Wolman and Colamosca reduce the capitalist global crisis to a policy choice. We can choose the speculative low road, or the high road of manufacturing real value and growth. This is certainly true in terms of necessary reform. But it also ignores the deep structural limitations of capitalism that are at the root of the current crisis. We cannot simply turn back the clock to the growth conditions of the post WW II environment. The accomplishments of the U.S. were historically conditioned by a number of important factors: 1) the lack of post war international competition; 2) pent-up demands for consumer and industrial goods built up from the depression and WW II; 3) and new industrial technologies which created more high paying jobs than they destroyed. All of this has changed. Therefore any Keynesian industrial policy needs to be significantly recast for a technologically connected world, which is not about to revert back to nationally, based markets.

The book also has undertones, which seem to harken back to a Jack Kennedy or Hubert Humphrey type of cold war warrior society. A world guarded by a benevolent military-industrial elite which produced growth which kept First World Workers on top and Third World workers at bay, and gave us the war in Vietnam.
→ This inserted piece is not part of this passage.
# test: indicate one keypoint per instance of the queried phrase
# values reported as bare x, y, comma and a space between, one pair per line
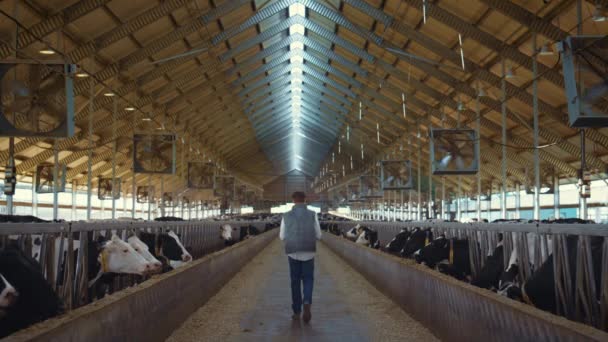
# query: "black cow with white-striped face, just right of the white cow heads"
168, 248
Wolman and Colamosca state they have no "desire to institute any measures designed to raise up those who earn their living from work in the industrialized world by holding down their counterparts in the developing world." (p 207) Yet they fail to develop a single idea on how new growth policies would extend equally to the Third World. They must know of the global campaigns against Nike and the textile industry's exploitation of labor, but they never bother to discuss international labor standards nor what might constitute equitable relations between nations.

This seems a major failure for The Judas Economy, which blames the betrayal of work on capital shipping American jobs abroad for cheap labor. One could easily construe their argument as a call to return to old fashioned imperialist growth policies and the privileges enjoyed by white workers. This would put Wolman and Colamosca in the company of Pat Buchanan. It's something I'm sure they wish to avoid, but only greater clarity will do so.

Nevertheless The Judas Economy is a powerful indictment of speculative global capital, and offers a no-excuse defense of the working class. The book also provides a wealth of facts and statistical data on the growing patterns of wealth and poverty which so clearly define low road capitalism. For radicals who doubt that there is some common political ground between the left and high-road liberals, this book should help convince them to rethink the narrow strategies of sectarian politics.